I am so proud of myself for sticking to my guns and waiting to do the immunoglobulin infusion when it felt right for me, at the lowest dose possible, with a bag of saline and a showered, no-scent nurse. I feel fine. I’m stiff, sore and tired, a bit more than normal, but no big deal. The infusion site on my abdomen is sore if it touches something, but no big deal. I didn’t need to ice my belly and I hardly felt the needle going in. I think next time, though, I’ll try my thighs because I do daily abdominal massage and castor oil packs for my constipation, which I can’t do now.

My vertigo from yesterday is gone (maybe it was a neck issue in my sleep) and today, inside, I am vibrating with excitement. Hell yes!! Success! I’m usually either so impatient to try something, I take too much (Cromolyn) or I don’t want to face the adjustment period/eventual withdrawals/possible reactions, so I postpone forever (Equilibrant, antidepressants, B12). But I did this the right way. I waited, I tested everything I needed to test, I didn’t jump the gun and start where my doctor wanted me to start (3mg), I started low and it was no problem.

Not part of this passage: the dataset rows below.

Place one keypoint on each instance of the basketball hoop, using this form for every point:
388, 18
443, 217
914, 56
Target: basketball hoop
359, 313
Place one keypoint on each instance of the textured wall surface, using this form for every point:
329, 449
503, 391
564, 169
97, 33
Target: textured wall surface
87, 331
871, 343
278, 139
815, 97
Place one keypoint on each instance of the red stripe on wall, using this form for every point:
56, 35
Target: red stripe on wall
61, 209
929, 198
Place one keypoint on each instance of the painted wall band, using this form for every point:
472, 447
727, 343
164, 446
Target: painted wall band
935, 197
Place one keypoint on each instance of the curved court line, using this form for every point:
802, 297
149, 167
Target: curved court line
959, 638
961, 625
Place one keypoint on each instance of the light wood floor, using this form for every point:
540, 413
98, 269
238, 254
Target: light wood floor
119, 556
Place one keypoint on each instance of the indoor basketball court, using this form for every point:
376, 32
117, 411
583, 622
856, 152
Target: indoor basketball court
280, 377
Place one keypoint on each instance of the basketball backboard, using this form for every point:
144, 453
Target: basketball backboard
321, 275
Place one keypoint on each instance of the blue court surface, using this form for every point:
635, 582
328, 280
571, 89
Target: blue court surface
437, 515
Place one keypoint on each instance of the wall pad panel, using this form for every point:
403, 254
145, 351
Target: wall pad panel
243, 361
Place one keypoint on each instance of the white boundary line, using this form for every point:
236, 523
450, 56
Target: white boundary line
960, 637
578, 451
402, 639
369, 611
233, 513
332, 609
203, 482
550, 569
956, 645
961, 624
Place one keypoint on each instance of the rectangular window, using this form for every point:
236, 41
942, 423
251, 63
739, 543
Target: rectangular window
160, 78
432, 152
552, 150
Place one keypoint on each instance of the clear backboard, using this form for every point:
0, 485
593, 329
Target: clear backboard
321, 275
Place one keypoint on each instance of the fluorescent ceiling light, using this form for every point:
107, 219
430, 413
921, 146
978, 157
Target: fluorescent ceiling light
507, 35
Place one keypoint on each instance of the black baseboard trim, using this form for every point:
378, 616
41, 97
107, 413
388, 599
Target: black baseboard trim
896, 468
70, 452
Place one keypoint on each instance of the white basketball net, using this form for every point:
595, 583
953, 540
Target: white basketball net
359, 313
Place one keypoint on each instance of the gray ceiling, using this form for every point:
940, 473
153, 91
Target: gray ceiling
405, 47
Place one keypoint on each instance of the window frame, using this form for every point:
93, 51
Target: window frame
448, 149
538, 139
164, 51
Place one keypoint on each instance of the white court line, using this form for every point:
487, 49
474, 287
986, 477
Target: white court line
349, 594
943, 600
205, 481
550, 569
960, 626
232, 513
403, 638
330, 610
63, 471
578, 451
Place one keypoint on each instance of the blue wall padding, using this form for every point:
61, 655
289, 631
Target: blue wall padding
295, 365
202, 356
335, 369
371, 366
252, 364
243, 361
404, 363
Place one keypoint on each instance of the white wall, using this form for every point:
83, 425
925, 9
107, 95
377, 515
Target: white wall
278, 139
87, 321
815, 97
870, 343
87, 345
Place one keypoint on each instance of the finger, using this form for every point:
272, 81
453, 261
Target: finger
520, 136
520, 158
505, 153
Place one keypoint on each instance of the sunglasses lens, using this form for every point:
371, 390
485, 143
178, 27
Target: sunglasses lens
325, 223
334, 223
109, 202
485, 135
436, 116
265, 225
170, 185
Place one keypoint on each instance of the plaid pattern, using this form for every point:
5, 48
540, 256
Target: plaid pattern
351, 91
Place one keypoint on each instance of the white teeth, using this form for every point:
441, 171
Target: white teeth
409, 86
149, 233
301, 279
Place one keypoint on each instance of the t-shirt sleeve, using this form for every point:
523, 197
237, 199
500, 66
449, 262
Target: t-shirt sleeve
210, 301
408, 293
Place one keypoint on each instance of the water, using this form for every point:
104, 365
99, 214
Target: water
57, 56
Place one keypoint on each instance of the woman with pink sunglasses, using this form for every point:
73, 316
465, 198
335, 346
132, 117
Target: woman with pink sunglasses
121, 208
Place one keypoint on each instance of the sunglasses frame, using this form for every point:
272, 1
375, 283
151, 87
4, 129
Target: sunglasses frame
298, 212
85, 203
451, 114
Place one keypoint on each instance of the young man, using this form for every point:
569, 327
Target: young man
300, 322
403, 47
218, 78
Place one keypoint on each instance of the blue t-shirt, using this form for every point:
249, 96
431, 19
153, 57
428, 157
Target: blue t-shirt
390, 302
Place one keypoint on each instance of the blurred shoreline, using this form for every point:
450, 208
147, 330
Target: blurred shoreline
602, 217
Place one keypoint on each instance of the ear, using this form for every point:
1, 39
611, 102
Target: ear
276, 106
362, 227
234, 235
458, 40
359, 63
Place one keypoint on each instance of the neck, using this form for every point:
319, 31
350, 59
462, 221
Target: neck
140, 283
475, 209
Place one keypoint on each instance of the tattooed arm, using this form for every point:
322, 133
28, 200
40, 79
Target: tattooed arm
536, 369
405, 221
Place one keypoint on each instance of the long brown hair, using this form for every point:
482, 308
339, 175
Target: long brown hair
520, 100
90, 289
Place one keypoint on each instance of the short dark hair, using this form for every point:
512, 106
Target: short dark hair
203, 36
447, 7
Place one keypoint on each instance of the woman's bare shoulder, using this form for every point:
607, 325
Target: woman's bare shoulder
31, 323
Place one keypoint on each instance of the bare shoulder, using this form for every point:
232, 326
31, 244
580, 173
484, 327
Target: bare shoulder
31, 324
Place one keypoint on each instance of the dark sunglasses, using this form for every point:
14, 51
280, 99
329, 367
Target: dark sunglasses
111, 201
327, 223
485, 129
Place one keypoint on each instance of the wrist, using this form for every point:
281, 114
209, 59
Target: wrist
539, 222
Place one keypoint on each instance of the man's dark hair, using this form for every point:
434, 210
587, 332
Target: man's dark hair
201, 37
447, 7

My biggest excitement, honestly, is having a positive experience with the premedications and it gives me hope that my reactivity has calmed down. I didn’t even fall into a drugged stupour like I did when I tested the premeds. I have no horrible antihistamine-poisoning-hangover feeling, no headache, my blood pressure has stayed stable at around 85/55 (I know, too low, but stable low). Since all these sensitivities cropped up, I’ve been lucky that my disabling dysmennorhea has abated and I’ve not had any anaphylaxis, collapses, accidents etc. (toba, toba, knock on wood), but I was worried about what I would do in the event that I’d have to have surgery or some emergency procedure. This feels great! I have an arsenal now. I might have done the MRI contrast if I’d had the confidence at the time to pop some Prednisone, Benadryl and Zantac. I’ve still never taken my EpiPen, but, if ever I have to (toba, toba, KOW), maybe I won’t be as sensitive as I was in the past (when an endodontist accidentally put epinephrine in my numbing injection, it felt like I was having a heart attack). I can’t tell you how good this feels. I might finally try daily H1 and H2 blockers to see if they make a difference in how I feel overall. I might sit down with a bottle of wine, salami, aged cheese and kimchi.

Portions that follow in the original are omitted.